Laika è una donna romana che tiene molto al proprio anonimato. Di lei non è dato sapere quasi nulla, né età né quartiere di provenienza, tranne che è single, attualmente senza legami amorosi. Di sé non vuole dire altro, tutto qui. Anche nelle conversazioni telefoniche usa un modulatore della voce per non correre il rischio di farsi identificare.

Chi sei? Perché tutto questo mistero? Perché non vuoi farti riconoscere? Sembra che hai qualcosa da nascondere…

Non ho assolutamente nulla da nascondere, anzi. Mascherarmi, rendermi impersonale, serve proprio a far vedere tutto quanto quello che penso. La maschera è un filtro attraverso il quale mi sento tranquilla nel dire e fare ciò che voglio. Non c’è nulla di importante dietro la maschera, se non la vita di una persona che fa tutt’altro tipo di lavoro e che non ha piacere a mischiare i due piani.

Laika, il nome di copertura che utilizzi come filtro dalla vita reale, fa riferimento al cagnolino russo mandato nello spazio con lo Sputnik nel 1957, primo essere vivente ad andare in orbita. Perché?

Un po’ per gioco, perché un mio caro amico mi chiamava così quando era particolarmente irritato con me, ma principalmente perché puntare allo Spazio è diventato il mio mantra: vuol dire non porsi alcun limite ma anche poter guardare le cose da lontano, dallo Spazio, che per definizione è il luogo più remoto che esista, per vederle con maggior chiarezza. La maschera è questo: ciò che mi fa uscire dal mio mondo quotidiano e mi fa osservare quel che mi circonda con più calma e obiettività. Magari non ci riesco sempre, ma l’obiettivo è questo.

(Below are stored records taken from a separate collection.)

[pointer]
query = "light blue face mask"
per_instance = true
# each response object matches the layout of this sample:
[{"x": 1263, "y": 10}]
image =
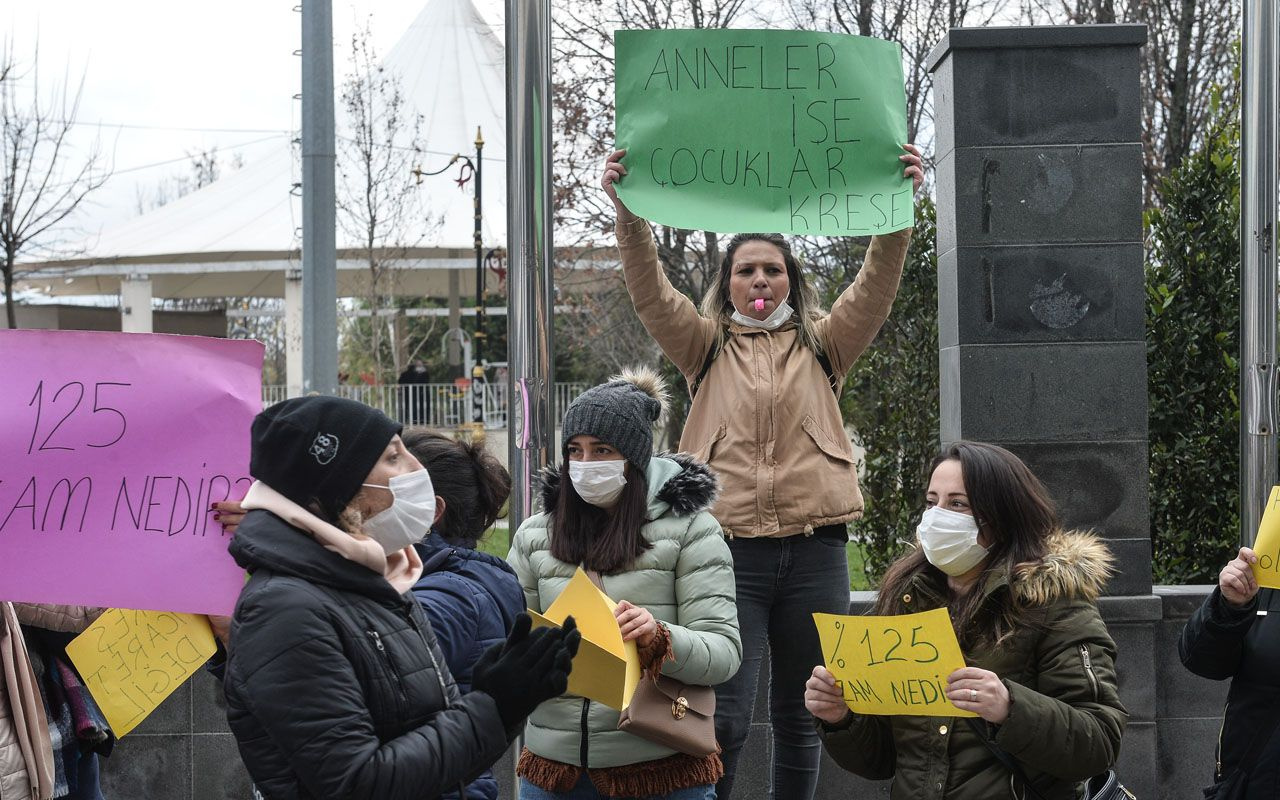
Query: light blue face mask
[{"x": 781, "y": 312}]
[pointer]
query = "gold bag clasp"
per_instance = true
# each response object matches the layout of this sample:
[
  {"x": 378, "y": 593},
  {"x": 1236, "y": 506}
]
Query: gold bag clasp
[{"x": 679, "y": 708}]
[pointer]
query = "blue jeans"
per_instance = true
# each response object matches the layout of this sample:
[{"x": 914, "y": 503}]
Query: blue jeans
[
  {"x": 584, "y": 790},
  {"x": 781, "y": 583}
]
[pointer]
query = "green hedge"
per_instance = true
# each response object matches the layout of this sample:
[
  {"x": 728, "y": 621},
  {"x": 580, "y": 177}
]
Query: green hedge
[{"x": 1193, "y": 320}]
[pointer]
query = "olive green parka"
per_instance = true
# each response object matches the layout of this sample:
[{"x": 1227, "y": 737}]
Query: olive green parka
[{"x": 1065, "y": 718}]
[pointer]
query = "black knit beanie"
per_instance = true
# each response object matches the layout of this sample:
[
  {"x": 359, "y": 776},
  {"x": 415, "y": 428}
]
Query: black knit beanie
[
  {"x": 621, "y": 414},
  {"x": 319, "y": 449}
]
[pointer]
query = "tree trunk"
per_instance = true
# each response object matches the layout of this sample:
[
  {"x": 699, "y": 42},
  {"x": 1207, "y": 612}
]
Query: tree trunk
[
  {"x": 1179, "y": 94},
  {"x": 10, "y": 315},
  {"x": 864, "y": 17}
]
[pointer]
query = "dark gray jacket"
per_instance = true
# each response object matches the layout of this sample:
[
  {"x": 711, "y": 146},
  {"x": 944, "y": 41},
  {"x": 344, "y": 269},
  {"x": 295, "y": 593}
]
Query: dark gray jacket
[{"x": 1242, "y": 644}]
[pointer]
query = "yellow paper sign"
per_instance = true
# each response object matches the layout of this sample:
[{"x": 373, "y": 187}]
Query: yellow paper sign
[
  {"x": 892, "y": 664},
  {"x": 133, "y": 659},
  {"x": 606, "y": 668},
  {"x": 1266, "y": 544}
]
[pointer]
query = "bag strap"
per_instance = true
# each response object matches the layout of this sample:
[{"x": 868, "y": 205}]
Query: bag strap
[
  {"x": 823, "y": 361},
  {"x": 1009, "y": 762}
]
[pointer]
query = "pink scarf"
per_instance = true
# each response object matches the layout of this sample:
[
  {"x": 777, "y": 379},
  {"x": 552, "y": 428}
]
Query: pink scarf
[{"x": 401, "y": 568}]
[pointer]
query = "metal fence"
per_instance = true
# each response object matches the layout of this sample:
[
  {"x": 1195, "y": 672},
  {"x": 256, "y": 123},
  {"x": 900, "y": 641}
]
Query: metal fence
[{"x": 437, "y": 405}]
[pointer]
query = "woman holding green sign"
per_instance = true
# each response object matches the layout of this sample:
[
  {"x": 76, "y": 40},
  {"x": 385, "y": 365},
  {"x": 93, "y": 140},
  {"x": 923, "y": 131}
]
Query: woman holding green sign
[
  {"x": 1022, "y": 594},
  {"x": 764, "y": 365}
]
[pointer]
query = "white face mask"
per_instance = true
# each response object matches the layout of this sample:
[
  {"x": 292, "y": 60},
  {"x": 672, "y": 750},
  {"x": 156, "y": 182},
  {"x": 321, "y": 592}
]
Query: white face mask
[
  {"x": 411, "y": 513},
  {"x": 950, "y": 540},
  {"x": 781, "y": 312},
  {"x": 599, "y": 483}
]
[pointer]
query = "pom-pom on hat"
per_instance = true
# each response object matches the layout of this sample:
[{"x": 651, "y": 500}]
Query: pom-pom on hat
[
  {"x": 319, "y": 449},
  {"x": 620, "y": 412}
]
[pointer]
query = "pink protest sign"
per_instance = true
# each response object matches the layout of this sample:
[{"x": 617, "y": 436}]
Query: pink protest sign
[{"x": 112, "y": 448}]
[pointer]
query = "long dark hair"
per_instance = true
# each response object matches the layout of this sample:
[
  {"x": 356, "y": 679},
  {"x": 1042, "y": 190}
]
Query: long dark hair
[
  {"x": 718, "y": 306},
  {"x": 602, "y": 539},
  {"x": 1014, "y": 510},
  {"x": 471, "y": 481}
]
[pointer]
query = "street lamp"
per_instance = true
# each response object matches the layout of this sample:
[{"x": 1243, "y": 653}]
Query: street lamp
[{"x": 479, "y": 337}]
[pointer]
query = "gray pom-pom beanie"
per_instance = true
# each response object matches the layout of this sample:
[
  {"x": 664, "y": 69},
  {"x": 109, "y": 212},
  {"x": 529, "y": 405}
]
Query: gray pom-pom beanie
[{"x": 621, "y": 414}]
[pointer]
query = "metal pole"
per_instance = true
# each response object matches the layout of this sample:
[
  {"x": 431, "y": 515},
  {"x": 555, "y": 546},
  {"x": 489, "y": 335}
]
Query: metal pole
[
  {"x": 1258, "y": 263},
  {"x": 529, "y": 241},
  {"x": 319, "y": 250},
  {"x": 478, "y": 382}
]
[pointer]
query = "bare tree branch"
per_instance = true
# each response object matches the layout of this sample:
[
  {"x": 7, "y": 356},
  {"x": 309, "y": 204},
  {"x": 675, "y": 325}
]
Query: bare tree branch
[{"x": 44, "y": 181}]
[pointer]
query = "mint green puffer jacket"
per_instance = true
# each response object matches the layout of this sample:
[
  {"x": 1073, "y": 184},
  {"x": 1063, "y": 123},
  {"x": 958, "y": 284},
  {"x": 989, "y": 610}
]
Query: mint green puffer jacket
[{"x": 685, "y": 580}]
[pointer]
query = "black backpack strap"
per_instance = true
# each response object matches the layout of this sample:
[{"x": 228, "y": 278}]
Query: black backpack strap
[
  {"x": 832, "y": 379},
  {"x": 707, "y": 368},
  {"x": 1008, "y": 762}
]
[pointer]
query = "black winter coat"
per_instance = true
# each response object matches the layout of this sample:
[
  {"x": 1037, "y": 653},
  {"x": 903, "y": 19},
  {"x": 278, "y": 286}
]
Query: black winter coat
[
  {"x": 336, "y": 686},
  {"x": 1242, "y": 644}
]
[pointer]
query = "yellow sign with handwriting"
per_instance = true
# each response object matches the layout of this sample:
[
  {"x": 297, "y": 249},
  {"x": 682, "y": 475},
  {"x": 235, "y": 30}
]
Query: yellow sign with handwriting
[
  {"x": 892, "y": 664},
  {"x": 606, "y": 668},
  {"x": 133, "y": 659},
  {"x": 1266, "y": 543}
]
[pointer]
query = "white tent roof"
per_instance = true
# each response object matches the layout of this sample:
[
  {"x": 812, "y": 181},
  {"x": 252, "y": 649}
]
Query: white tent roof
[{"x": 248, "y": 223}]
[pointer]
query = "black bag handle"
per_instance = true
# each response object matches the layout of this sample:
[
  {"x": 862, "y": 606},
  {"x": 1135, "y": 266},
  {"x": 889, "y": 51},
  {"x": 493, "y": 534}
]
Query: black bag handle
[
  {"x": 1009, "y": 762},
  {"x": 823, "y": 361}
]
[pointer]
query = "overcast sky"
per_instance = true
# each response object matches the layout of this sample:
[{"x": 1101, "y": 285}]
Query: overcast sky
[{"x": 164, "y": 77}]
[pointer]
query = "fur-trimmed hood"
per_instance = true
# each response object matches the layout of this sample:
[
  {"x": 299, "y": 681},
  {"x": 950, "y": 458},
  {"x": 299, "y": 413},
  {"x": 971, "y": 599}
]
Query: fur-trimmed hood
[
  {"x": 691, "y": 489},
  {"x": 1077, "y": 566}
]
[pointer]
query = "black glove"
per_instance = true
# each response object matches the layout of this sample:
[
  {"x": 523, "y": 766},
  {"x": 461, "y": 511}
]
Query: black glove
[{"x": 528, "y": 668}]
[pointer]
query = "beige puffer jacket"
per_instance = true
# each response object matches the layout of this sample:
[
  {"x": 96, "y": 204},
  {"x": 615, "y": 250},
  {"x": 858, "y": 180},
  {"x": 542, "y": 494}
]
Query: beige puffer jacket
[
  {"x": 16, "y": 781},
  {"x": 764, "y": 417}
]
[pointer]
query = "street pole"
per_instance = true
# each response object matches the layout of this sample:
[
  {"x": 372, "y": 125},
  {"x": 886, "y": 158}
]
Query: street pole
[
  {"x": 1260, "y": 51},
  {"x": 529, "y": 241},
  {"x": 478, "y": 339},
  {"x": 319, "y": 246}
]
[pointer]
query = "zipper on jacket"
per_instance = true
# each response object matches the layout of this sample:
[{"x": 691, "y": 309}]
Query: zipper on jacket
[
  {"x": 584, "y": 748},
  {"x": 430, "y": 653},
  {"x": 1088, "y": 670},
  {"x": 387, "y": 657},
  {"x": 1217, "y": 752}
]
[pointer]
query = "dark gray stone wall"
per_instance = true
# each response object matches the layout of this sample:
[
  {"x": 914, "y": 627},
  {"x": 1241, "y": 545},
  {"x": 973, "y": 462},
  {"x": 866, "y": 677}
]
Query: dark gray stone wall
[{"x": 1041, "y": 266}]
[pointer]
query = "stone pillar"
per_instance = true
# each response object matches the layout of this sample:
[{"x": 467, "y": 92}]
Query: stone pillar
[
  {"x": 1041, "y": 295},
  {"x": 136, "y": 304},
  {"x": 293, "y": 332}
]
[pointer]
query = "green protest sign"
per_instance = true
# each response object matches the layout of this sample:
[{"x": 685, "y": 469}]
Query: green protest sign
[{"x": 773, "y": 131}]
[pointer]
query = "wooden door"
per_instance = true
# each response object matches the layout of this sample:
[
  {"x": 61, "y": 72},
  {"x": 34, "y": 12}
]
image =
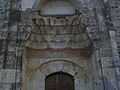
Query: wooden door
[{"x": 59, "y": 81}]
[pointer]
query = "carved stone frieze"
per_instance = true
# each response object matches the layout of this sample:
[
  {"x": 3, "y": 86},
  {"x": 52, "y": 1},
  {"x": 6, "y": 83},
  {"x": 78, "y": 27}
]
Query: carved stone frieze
[{"x": 58, "y": 32}]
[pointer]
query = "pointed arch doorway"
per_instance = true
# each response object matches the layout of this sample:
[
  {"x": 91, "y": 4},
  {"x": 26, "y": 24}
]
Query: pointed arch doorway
[{"x": 59, "y": 81}]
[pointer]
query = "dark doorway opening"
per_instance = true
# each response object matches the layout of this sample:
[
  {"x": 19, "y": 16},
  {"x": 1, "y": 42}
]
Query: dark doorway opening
[{"x": 59, "y": 81}]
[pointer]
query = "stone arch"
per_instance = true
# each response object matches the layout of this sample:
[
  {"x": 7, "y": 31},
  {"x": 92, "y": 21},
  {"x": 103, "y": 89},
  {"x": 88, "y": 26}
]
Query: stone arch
[{"x": 48, "y": 68}]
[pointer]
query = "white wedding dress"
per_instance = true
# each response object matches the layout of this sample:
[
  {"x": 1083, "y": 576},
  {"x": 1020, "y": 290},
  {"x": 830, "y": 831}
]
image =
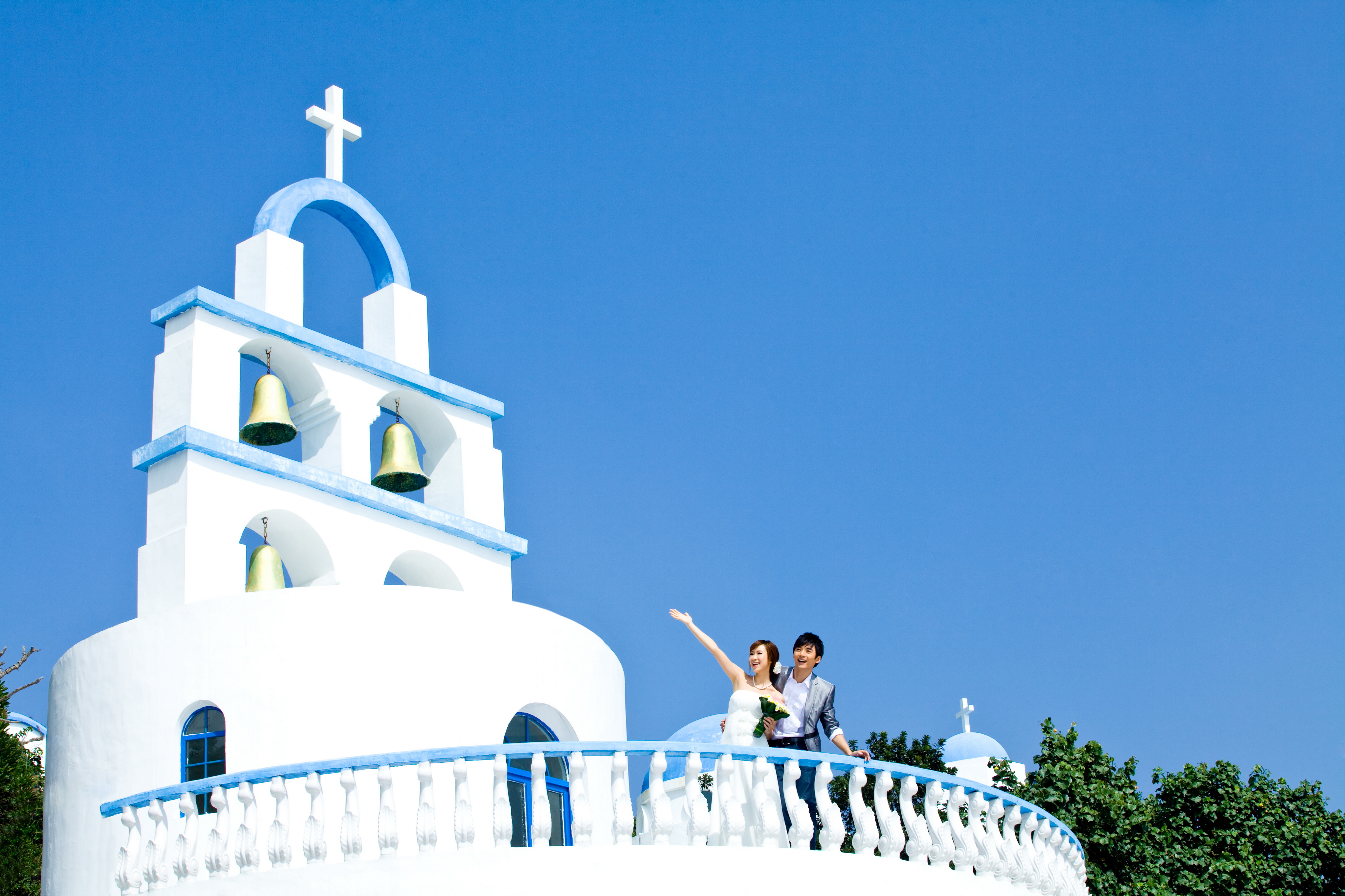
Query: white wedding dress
[{"x": 743, "y": 804}]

Il mistero creato intorno alla tua figura può sembrare un progetto studiato a tavolino, invece hai iniziato per gioco, ci racconti come?

È iniziato tutto con dei bozzetti che avevo realizzato ormai 2-3 anni fa per delle magliette. Li ho fatti vedere a qualche amico e mi hanno detto che erano interessanti. Da quell’embrione è nato il progetto No Eyez On Me sul quale ho lavorato per diversi mesi.

Nel frattempo, per gioco, ho iniziato ad attaccare sticker in giro per Roma e ovunque andassi. Poi c’è stato il poster per Daniele De Rossi a Testaccio, fatto in un momento di sconforto per l’addio di uno dei miei idoli e che ha avuto parecchia eco. Da lì le cose sono andate avanti senza ragionarci poi troppo, giocando e realizzando le idee più o meno folli che mi venivano in mente.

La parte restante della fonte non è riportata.